His father says that the advice he has given his son helped Ryan develop into the type of leader that he is today.
"I told him that he's a senior now and that he needs to step up and be a leader," stated Dennis Palmer, who also played cornerback at Bishop College in Dallas and spent time with the Green Bay Packers. "That's what I've tried to instill in Ryan, and I'm definitely seeing it."
For Palmer, finding comfort and guidance has never been more than an arm's length away, as he has always had his good friend, Brandon Foster, by his side. The two have known each other since elementary school and have often competed alongside each other. The duo participated on their high school track team and stuck together as both came to the Forty Acres to join the football program.

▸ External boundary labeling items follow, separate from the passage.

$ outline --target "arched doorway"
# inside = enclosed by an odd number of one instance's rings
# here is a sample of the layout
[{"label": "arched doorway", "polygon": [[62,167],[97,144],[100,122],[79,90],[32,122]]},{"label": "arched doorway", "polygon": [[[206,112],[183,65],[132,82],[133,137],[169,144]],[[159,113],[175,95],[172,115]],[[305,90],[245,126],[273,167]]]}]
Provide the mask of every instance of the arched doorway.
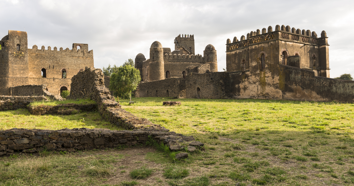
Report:
[{"label": "arched doorway", "polygon": [[199,87],[197,87],[197,98],[200,98],[200,89]]},{"label": "arched doorway", "polygon": [[60,95],[62,95],[62,92],[64,90],[68,90],[68,88],[66,86],[62,86],[60,88]]},{"label": "arched doorway", "polygon": [[166,79],[169,78],[171,77],[170,74],[170,71],[166,71]]},{"label": "arched doorway", "polygon": [[43,68],[42,69],[42,78],[46,78],[47,77],[47,73],[46,72],[45,68]]}]

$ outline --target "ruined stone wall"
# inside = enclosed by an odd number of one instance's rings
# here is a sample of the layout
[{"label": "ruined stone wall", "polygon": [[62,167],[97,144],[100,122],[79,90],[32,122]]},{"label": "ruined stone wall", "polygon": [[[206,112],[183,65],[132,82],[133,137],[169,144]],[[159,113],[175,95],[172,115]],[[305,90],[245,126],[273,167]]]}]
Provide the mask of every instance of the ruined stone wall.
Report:
[{"label": "ruined stone wall", "polygon": [[0,111],[26,108],[31,102],[47,100],[44,96],[0,96]]},{"label": "ruined stone wall", "polygon": [[190,66],[187,67],[187,74],[190,73],[198,73],[204,74],[209,72],[210,71],[210,65],[209,64],[203,64],[199,66]]},{"label": "ruined stone wall", "polygon": [[[75,44],[72,50],[61,48],[58,51],[55,47],[52,50],[50,46],[45,50],[44,46],[38,49],[36,45],[28,49],[29,83],[47,85],[48,91],[56,95],[60,95],[63,86],[70,91],[71,78],[85,67],[93,67],[93,52],[88,51],[88,45],[76,44],[82,46],[78,49]],[[45,77],[42,77],[43,69],[45,69]],[[62,78],[63,70],[66,71],[66,78]]]},{"label": "ruined stone wall", "polygon": [[[225,72],[192,73],[187,75],[185,79],[171,78],[141,82],[139,85],[139,96],[225,98],[229,94],[229,81],[228,73]],[[199,90],[197,91],[198,88]]]},{"label": "ruined stone wall", "polygon": [[354,102],[354,81],[315,76],[314,72],[280,65],[284,100]]},{"label": "ruined stone wall", "polygon": [[226,72],[192,73],[186,77],[185,98],[227,98],[229,83],[228,73]]},{"label": "ruined stone wall", "polygon": [[[230,96],[238,98],[354,102],[354,81],[315,76],[311,71],[278,64],[274,76],[229,74]],[[277,72],[275,73],[276,72]],[[261,75],[263,75],[261,73]]]},{"label": "ruined stone wall", "polygon": [[149,138],[168,145],[182,140],[192,142],[191,145],[198,145],[193,142],[194,140],[193,136],[184,136],[168,130],[110,130],[87,128],[49,130],[15,128],[0,131],[0,156],[10,155],[18,152],[34,153],[42,151],[45,148],[49,151],[72,152],[77,150],[105,149],[122,145],[145,145]]},{"label": "ruined stone wall", "polygon": [[141,82],[136,97],[185,97],[185,81],[182,78],[173,78],[162,80]]}]

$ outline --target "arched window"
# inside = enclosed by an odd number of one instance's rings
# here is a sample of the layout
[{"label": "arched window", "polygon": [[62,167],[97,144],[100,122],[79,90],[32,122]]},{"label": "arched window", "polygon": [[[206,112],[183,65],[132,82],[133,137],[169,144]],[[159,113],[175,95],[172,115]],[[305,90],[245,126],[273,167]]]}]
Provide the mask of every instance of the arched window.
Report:
[{"label": "arched window", "polygon": [[170,74],[170,71],[166,71],[166,78],[169,78],[171,77],[171,76]]},{"label": "arched window", "polygon": [[60,95],[62,95],[62,92],[64,90],[68,90],[68,88],[66,86],[62,86],[60,88]]},{"label": "arched window", "polygon": [[282,64],[285,65],[286,64],[287,60],[287,52],[286,52],[286,51],[283,51],[281,56],[282,57],[281,61]]},{"label": "arched window", "polygon": [[246,71],[246,61],[244,60],[242,61],[242,63],[241,64],[241,68],[242,72],[245,72]]},{"label": "arched window", "polygon": [[66,78],[66,69],[63,69],[62,70],[62,78]]},{"label": "arched window", "polygon": [[313,63],[313,68],[316,68],[316,56],[314,54],[312,56],[312,61]]},{"label": "arched window", "polygon": [[200,98],[200,89],[199,87],[197,87],[197,98]]},{"label": "arched window", "polygon": [[46,73],[45,68],[43,68],[42,69],[42,78],[46,78],[47,74]]},{"label": "arched window", "polygon": [[264,54],[262,53],[261,56],[261,69],[264,70],[265,68],[266,62],[264,60]]}]

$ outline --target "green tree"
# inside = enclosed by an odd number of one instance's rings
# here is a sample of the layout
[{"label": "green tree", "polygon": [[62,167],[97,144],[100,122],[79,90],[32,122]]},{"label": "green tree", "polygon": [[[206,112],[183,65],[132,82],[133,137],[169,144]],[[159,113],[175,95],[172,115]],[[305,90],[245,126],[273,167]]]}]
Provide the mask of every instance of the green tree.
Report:
[{"label": "green tree", "polygon": [[339,77],[335,78],[337,79],[343,79],[343,80],[353,80],[353,78],[350,74],[343,74]]},{"label": "green tree", "polygon": [[127,65],[130,65],[132,67],[134,67],[135,64],[134,63],[134,61],[131,59],[129,59],[128,61],[125,61],[125,62],[123,64],[122,66],[124,67]]},{"label": "green tree", "polygon": [[121,66],[116,72],[112,73],[109,88],[115,92],[116,96],[128,98],[131,92],[136,90],[140,81],[140,72],[130,65]]},{"label": "green tree", "polygon": [[108,66],[107,68],[104,67],[102,68],[102,71],[103,72],[104,75],[110,76],[112,73],[115,73],[118,70],[118,67],[115,64],[113,66],[111,67],[110,64],[108,64]]}]

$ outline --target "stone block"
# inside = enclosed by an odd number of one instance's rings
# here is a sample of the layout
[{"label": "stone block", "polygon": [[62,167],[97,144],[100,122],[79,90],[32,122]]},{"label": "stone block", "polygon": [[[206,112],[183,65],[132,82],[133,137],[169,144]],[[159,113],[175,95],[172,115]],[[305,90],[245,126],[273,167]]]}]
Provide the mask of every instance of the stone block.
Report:
[{"label": "stone block", "polygon": [[44,146],[47,147],[47,150],[48,151],[52,151],[57,149],[57,146],[55,146],[55,144],[53,143],[48,143],[45,145]]},{"label": "stone block", "polygon": [[9,145],[8,148],[10,149],[15,150],[23,150],[26,148],[32,148],[32,145]]},{"label": "stone block", "polygon": [[21,138],[18,140],[15,140],[13,141],[17,144],[24,144],[29,143],[29,139],[28,138]]},{"label": "stone block", "polygon": [[128,142],[128,140],[126,140],[125,139],[122,139],[119,140],[119,143],[126,143]]},{"label": "stone block", "polygon": [[188,146],[187,147],[187,150],[188,152],[194,152],[195,150],[195,147],[193,146]]},{"label": "stone block", "polygon": [[22,137],[19,135],[15,135],[8,137],[9,140],[13,140],[14,139],[18,139]]},{"label": "stone block", "polygon": [[200,148],[204,146],[204,143],[201,143],[200,142],[196,141],[193,141],[189,143],[189,145],[190,146],[193,146],[196,147]]},{"label": "stone block", "polygon": [[70,133],[69,135],[70,135],[70,137],[74,137],[82,136],[85,135],[85,134],[82,132],[78,131]]},{"label": "stone block", "polygon": [[37,135],[39,136],[48,136],[50,134],[48,133],[43,133],[42,132],[37,132]]},{"label": "stone block", "polygon": [[84,136],[80,141],[81,144],[90,144],[92,142],[92,139],[87,136]]},{"label": "stone block", "polygon": [[27,134],[29,136],[32,136],[34,135],[34,133],[31,131],[24,131],[23,134]]},{"label": "stone block", "polygon": [[188,157],[188,153],[185,152],[178,153],[176,154],[176,158],[180,160],[182,158],[186,158]]},{"label": "stone block", "polygon": [[34,136],[29,138],[29,139],[32,140],[42,140],[42,136]]},{"label": "stone block", "polygon": [[1,145],[12,145],[13,142],[12,141],[0,141],[0,143]]},{"label": "stone block", "polygon": [[0,140],[5,140],[8,137],[8,136],[5,135],[0,135]]},{"label": "stone block", "polygon": [[94,143],[95,145],[99,145],[104,144],[104,140],[102,138],[97,138],[94,141]]},{"label": "stone block", "polygon": [[35,149],[34,149],[33,148],[30,148],[29,149],[24,149],[22,150],[22,152],[28,152],[30,153],[32,153],[32,152],[36,152],[37,150]]},{"label": "stone block", "polygon": [[148,140],[149,140],[149,136],[146,136],[139,137],[138,138],[138,140],[139,140],[148,141]]}]

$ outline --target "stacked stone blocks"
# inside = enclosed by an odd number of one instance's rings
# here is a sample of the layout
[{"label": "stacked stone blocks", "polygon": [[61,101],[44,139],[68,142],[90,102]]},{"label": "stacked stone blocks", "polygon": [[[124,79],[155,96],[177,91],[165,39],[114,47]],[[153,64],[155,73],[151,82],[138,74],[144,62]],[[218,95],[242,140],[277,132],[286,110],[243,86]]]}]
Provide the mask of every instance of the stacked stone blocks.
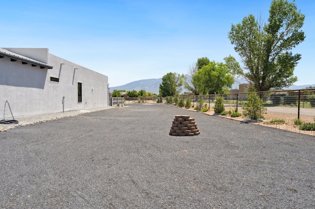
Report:
[{"label": "stacked stone blocks", "polygon": [[169,134],[172,136],[193,136],[200,133],[195,119],[189,115],[175,115]]}]

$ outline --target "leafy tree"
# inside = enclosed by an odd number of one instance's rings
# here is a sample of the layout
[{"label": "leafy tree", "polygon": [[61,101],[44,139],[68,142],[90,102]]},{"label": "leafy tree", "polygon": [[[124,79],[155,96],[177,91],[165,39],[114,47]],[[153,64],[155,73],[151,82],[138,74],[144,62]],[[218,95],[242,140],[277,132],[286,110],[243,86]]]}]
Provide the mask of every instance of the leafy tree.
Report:
[{"label": "leafy tree", "polygon": [[247,102],[242,106],[243,114],[251,119],[264,119],[262,114],[265,113],[267,108],[263,104],[263,99],[259,98],[257,93],[249,94],[247,95]]},{"label": "leafy tree", "polygon": [[224,93],[224,87],[231,88],[234,83],[230,73],[225,64],[210,62],[194,76],[197,91],[202,94]]},{"label": "leafy tree", "polygon": [[120,91],[117,89],[114,89],[113,93],[112,93],[112,97],[122,97],[122,95]]},{"label": "leafy tree", "polygon": [[178,106],[180,107],[183,107],[185,105],[185,102],[184,100],[184,98],[183,97],[181,97],[181,99],[179,99],[179,102],[178,102]]},{"label": "leafy tree", "polygon": [[197,63],[196,64],[196,67],[197,67],[197,71],[199,70],[203,66],[208,65],[210,63],[210,60],[208,57],[201,57],[198,58],[197,60]]},{"label": "leafy tree", "polygon": [[184,80],[184,74],[168,73],[162,78],[162,83],[159,84],[159,95],[162,97],[174,96],[176,92],[182,90],[181,86]]},{"label": "leafy tree", "polygon": [[304,18],[294,2],[273,0],[267,24],[261,17],[256,20],[250,15],[241,23],[232,25],[228,38],[244,67],[230,55],[224,59],[229,68],[257,91],[292,84],[297,80],[293,71],[301,56],[291,51],[304,40],[300,30]]},{"label": "leafy tree", "polygon": [[198,71],[197,63],[194,62],[191,65],[189,65],[188,70],[188,76],[186,78],[184,82],[184,87],[187,90],[193,93],[195,95],[198,95],[198,92],[196,89],[193,77]]},{"label": "leafy tree", "polygon": [[129,97],[138,97],[138,92],[135,90],[127,92],[127,96]]},{"label": "leafy tree", "polygon": [[185,103],[185,107],[187,109],[189,109],[191,106],[191,100],[189,97],[186,100],[186,103]]}]

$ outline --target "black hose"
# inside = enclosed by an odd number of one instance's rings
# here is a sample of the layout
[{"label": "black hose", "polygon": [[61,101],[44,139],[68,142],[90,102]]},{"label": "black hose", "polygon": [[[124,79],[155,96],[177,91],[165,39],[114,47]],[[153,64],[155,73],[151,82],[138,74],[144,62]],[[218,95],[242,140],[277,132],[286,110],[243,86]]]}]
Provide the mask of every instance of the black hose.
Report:
[{"label": "black hose", "polygon": [[[12,117],[13,118],[13,120],[4,120],[4,115],[5,114],[5,106],[6,105],[6,104],[8,104],[9,105],[9,108],[10,108],[10,111],[11,112],[11,115],[12,115]],[[12,114],[12,110],[11,110],[11,107],[10,106],[10,104],[9,102],[7,100],[5,101],[5,103],[4,104],[4,112],[3,112],[3,120],[0,120],[0,124],[17,124],[19,123],[19,122],[16,120],[14,120],[14,117],[13,117],[13,114]]]}]

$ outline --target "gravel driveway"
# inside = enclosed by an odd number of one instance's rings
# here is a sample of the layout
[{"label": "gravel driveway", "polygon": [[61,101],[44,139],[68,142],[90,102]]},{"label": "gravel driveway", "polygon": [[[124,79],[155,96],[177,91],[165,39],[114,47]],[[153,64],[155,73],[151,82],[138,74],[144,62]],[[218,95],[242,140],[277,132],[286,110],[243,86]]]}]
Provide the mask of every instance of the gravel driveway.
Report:
[{"label": "gravel driveway", "polygon": [[[0,132],[0,208],[315,208],[313,136],[128,105]],[[176,115],[200,134],[169,135]]]}]

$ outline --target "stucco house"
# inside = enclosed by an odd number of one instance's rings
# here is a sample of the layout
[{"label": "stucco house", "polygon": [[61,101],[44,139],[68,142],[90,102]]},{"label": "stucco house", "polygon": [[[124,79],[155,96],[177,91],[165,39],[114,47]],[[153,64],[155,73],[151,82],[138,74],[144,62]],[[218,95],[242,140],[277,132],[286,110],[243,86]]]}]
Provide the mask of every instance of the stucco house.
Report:
[{"label": "stucco house", "polygon": [[[0,119],[108,105],[108,78],[46,48],[0,48]],[[4,114],[5,113],[5,114]]]}]

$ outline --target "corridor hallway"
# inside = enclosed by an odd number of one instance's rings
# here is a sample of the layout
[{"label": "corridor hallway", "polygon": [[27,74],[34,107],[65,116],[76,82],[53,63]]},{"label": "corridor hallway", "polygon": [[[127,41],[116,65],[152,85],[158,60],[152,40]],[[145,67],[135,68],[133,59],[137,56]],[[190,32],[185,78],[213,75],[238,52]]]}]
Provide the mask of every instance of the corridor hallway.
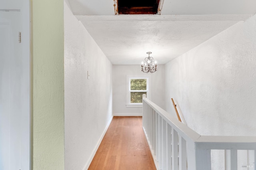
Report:
[{"label": "corridor hallway", "polygon": [[142,117],[114,117],[89,170],[156,170]]}]

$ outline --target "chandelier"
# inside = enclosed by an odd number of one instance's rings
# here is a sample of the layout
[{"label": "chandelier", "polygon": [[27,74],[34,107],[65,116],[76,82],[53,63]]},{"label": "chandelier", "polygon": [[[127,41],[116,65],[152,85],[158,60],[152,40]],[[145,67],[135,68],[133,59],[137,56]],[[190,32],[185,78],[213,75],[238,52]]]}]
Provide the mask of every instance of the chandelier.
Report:
[{"label": "chandelier", "polygon": [[155,61],[154,63],[153,57],[149,56],[150,54],[152,53],[151,52],[148,52],[147,53],[148,54],[148,57],[145,58],[145,62],[141,62],[141,71],[146,73],[149,72],[154,73],[157,70],[156,61]]}]

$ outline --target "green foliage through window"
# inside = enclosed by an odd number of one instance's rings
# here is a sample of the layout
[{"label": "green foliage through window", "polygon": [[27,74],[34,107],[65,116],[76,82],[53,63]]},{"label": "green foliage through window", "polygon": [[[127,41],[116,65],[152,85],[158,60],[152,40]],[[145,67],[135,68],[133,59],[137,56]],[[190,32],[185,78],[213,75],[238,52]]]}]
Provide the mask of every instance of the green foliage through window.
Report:
[{"label": "green foliage through window", "polygon": [[131,92],[131,103],[142,103],[142,95],[147,92]]},{"label": "green foliage through window", "polygon": [[147,79],[130,79],[130,103],[142,103],[142,95],[147,94]]},{"label": "green foliage through window", "polygon": [[146,79],[131,79],[131,90],[146,90]]}]

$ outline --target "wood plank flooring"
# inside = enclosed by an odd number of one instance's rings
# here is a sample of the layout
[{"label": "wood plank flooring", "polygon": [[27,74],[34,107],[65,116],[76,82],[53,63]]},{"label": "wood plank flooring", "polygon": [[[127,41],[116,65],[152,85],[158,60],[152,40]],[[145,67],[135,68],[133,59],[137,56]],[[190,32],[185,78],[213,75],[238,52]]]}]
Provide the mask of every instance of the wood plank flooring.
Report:
[{"label": "wood plank flooring", "polygon": [[88,170],[156,170],[142,117],[114,117]]}]

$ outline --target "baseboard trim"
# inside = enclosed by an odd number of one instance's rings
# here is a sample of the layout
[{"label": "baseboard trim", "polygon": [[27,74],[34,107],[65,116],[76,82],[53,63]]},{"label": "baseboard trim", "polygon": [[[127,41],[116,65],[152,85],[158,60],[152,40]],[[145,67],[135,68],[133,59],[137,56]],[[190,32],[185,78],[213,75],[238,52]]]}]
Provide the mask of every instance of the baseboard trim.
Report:
[{"label": "baseboard trim", "polygon": [[108,125],[107,125],[107,126],[106,127],[106,128],[105,128],[105,130],[104,130],[104,131],[103,132],[102,134],[101,135],[101,136],[100,136],[100,139],[99,139],[99,140],[97,143],[97,145],[94,148],[94,149],[93,151],[92,152],[92,154],[91,155],[90,157],[90,159],[89,159],[89,160],[88,160],[88,161],[87,161],[87,162],[86,163],[86,164],[84,167],[84,168],[83,168],[83,170],[87,170],[89,168],[89,167],[90,166],[90,165],[91,164],[93,158],[94,158],[94,156],[95,156],[96,152],[97,152],[98,149],[99,148],[99,147],[100,146],[100,143],[101,143],[101,141],[102,140],[102,139],[103,139],[103,137],[104,137],[104,136],[105,135],[106,132],[107,132],[107,130],[108,130],[108,127],[109,127],[109,125],[110,125],[110,123],[111,123],[111,121],[112,121],[112,119],[113,119],[113,116],[112,116],[112,117],[110,118],[110,120],[108,121]]},{"label": "baseboard trim", "polygon": [[113,113],[113,115],[114,116],[142,116],[142,113]]}]

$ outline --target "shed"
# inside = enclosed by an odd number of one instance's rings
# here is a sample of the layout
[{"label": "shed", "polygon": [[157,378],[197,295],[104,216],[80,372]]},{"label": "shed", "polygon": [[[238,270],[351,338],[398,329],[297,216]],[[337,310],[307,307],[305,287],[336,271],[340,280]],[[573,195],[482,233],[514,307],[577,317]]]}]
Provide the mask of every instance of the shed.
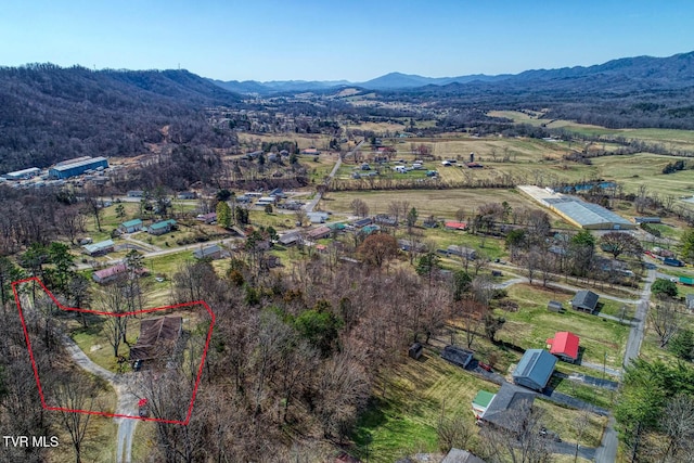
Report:
[{"label": "shed", "polygon": [[128,220],[118,226],[120,233],[133,233],[140,230],[142,230],[142,220],[140,219]]},{"label": "shed", "polygon": [[359,219],[359,220],[354,221],[352,226],[355,226],[358,229],[360,229],[362,227],[370,226],[371,223],[373,223],[373,220],[371,219],[371,217],[364,217],[363,219]]},{"label": "shed", "polygon": [[301,234],[299,232],[288,232],[281,235],[278,241],[284,246],[292,246],[293,244],[297,244],[300,240]]},{"label": "shed", "polygon": [[552,377],[556,357],[543,349],[528,349],[513,372],[513,382],[542,391]]},{"label": "shed", "polygon": [[330,215],[327,213],[307,213],[306,217],[311,223],[325,223]]},{"label": "shed", "polygon": [[574,310],[593,313],[597,307],[597,298],[599,296],[592,291],[581,290],[574,296],[571,308]]},{"label": "shed", "polygon": [[306,233],[306,235],[307,235],[309,239],[311,239],[311,240],[320,240],[320,239],[322,239],[322,237],[327,237],[327,236],[330,236],[331,231],[332,231],[332,230],[331,230],[331,229],[329,229],[327,227],[322,226],[322,227],[318,227],[318,228],[314,228],[314,229],[312,229],[312,230],[309,230],[309,231]]},{"label": "shed", "polygon": [[564,360],[565,362],[574,363],[578,360],[578,345],[580,339],[574,333],[568,331],[560,331],[554,333],[554,337],[549,338],[547,344],[550,349],[550,353]]},{"label": "shed", "polygon": [[564,312],[564,306],[558,300],[550,300],[547,305],[547,309],[550,312],[557,312],[557,313]]},{"label": "shed", "polygon": [[458,366],[467,368],[473,360],[473,352],[457,346],[446,346],[441,352],[441,358]]},{"label": "shed", "polygon": [[420,357],[422,357],[423,351],[424,351],[424,348],[422,347],[422,345],[420,343],[414,343],[408,349],[408,356],[410,356],[414,360],[419,360]]},{"label": "shed", "polygon": [[477,395],[473,399],[473,413],[475,414],[476,420],[481,419],[481,416],[489,408],[489,403],[491,403],[494,396],[496,394],[488,393],[486,390],[480,390],[479,393],[477,393]]},{"label": "shed", "polygon": [[197,197],[197,193],[194,191],[182,191],[176,195],[178,200],[195,200]]},{"label": "shed", "polygon": [[465,246],[457,246],[454,244],[451,244],[446,248],[446,250],[448,252],[448,254],[452,254],[453,256],[466,257],[473,260],[477,257],[477,252],[475,249]]}]

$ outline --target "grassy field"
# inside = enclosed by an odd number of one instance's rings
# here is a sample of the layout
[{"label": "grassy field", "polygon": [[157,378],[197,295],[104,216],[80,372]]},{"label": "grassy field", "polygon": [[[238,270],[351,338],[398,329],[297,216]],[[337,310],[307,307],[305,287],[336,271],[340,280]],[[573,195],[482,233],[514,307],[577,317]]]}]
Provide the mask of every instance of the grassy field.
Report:
[{"label": "grassy field", "polygon": [[[462,416],[475,429],[471,442],[477,445],[477,427],[471,403],[480,390],[496,393],[498,385],[488,383],[442,360],[435,350],[426,349],[420,361],[408,359],[395,368],[385,394],[378,395],[357,425],[355,443],[358,456],[370,462],[394,462],[416,452],[437,452],[436,425],[441,415]],[[536,401],[545,411],[547,426],[571,441],[574,410]],[[584,445],[599,441],[604,419],[592,417]]]},{"label": "grassy field", "polygon": [[370,214],[387,214],[391,202],[407,201],[417,209],[420,220],[429,215],[452,220],[459,209],[471,214],[483,204],[504,201],[512,208],[541,209],[541,206],[526,200],[517,191],[500,189],[331,192],[327,198],[321,200],[320,205],[323,210],[351,214],[350,203],[357,198],[367,203]]},{"label": "grassy field", "polygon": [[[516,312],[499,311],[506,323],[499,332],[499,338],[511,342],[524,349],[544,348],[545,340],[557,331],[570,331],[580,337],[583,360],[602,364],[607,355],[606,364],[620,368],[629,327],[617,322],[568,309],[565,313],[547,310],[550,300],[566,303],[571,294],[516,284],[507,290],[509,297],[518,303]],[[566,304],[565,304],[566,306]],[[590,370],[582,371],[593,374]],[[590,373],[589,373],[590,372]]]}]

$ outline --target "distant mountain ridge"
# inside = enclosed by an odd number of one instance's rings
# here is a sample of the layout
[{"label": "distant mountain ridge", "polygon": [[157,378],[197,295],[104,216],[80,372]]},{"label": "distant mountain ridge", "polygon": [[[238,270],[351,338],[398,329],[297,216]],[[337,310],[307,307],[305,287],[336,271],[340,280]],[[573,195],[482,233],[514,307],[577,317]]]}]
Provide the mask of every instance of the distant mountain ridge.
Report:
[{"label": "distant mountain ridge", "polygon": [[0,67],[0,172],[94,153],[132,156],[163,141],[222,145],[201,108],[240,101],[188,70]]},{"label": "distant mountain ridge", "polygon": [[634,56],[612,60],[592,66],[562,67],[556,69],[529,69],[519,74],[500,74],[490,76],[473,74],[457,77],[424,77],[415,74],[389,73],[363,82],[347,80],[306,81],[275,80],[260,82],[256,80],[221,81],[214,83],[239,93],[277,93],[310,90],[325,90],[340,87],[359,87],[367,90],[408,90],[427,86],[445,87],[452,83],[504,82],[511,86],[530,81],[589,79],[599,76],[600,80],[640,80],[665,85],[694,83],[694,52],[679,53],[668,57]]}]

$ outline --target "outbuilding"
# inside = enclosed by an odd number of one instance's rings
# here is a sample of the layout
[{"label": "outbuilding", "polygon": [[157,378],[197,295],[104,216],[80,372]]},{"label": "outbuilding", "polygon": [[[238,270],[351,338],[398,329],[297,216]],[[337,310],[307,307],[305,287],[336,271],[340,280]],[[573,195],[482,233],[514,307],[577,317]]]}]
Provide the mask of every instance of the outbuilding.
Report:
[{"label": "outbuilding", "polygon": [[547,340],[550,353],[569,363],[578,360],[579,344],[579,337],[568,331],[556,332],[554,337]]},{"label": "outbuilding", "polygon": [[547,350],[528,349],[513,372],[513,382],[541,393],[552,377],[554,365],[556,357]]}]

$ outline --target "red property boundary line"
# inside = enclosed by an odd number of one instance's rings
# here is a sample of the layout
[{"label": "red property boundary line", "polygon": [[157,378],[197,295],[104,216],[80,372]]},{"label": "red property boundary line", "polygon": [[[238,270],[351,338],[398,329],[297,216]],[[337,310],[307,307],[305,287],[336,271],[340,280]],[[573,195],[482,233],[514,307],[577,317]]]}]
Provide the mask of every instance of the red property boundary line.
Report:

"Brandon and I were really close, so just watching the things that he did last year helped me out," said Palmer. "He gave me a lot of pointers and a lot of keys to what to do."
However, following the conclusion of last season, Foster has since graduated and has joined the scout team for the Indianapolis Colts. The two remain close and still offer each other advice and guidance.
"There's nothing too different now, he texts me all the time, telling me what is going on," Palmer said of his friendship with Foster. "Our chemistry and friendship are still strong, even though he's off doing his thing in the NFL. I wish him the best and I know he wishes me the best. Our friendship is always going to be strong."
Palmer credits his family for being the biggest influence in his life and the ones who have shaped him into who he is today.
"My dad always pushed me on the football field," Palmer said of his childhood. "He told me that I could be something special if I kept working hard, and to never let anyone underestimate me because of my size.
"My parents, my brother and my little sister have always stayed behind me, and we are all accountable for each other. We're all in it together with my family."
His father could not be happier to hear those words.
"That's one thing about this family - we all stick together," said Dennis Palmer. "We'll always have each other, no matter what. I've been coaching Ryan since he was six, and I couldn't be more proud of him for what he has accomplished up to this point."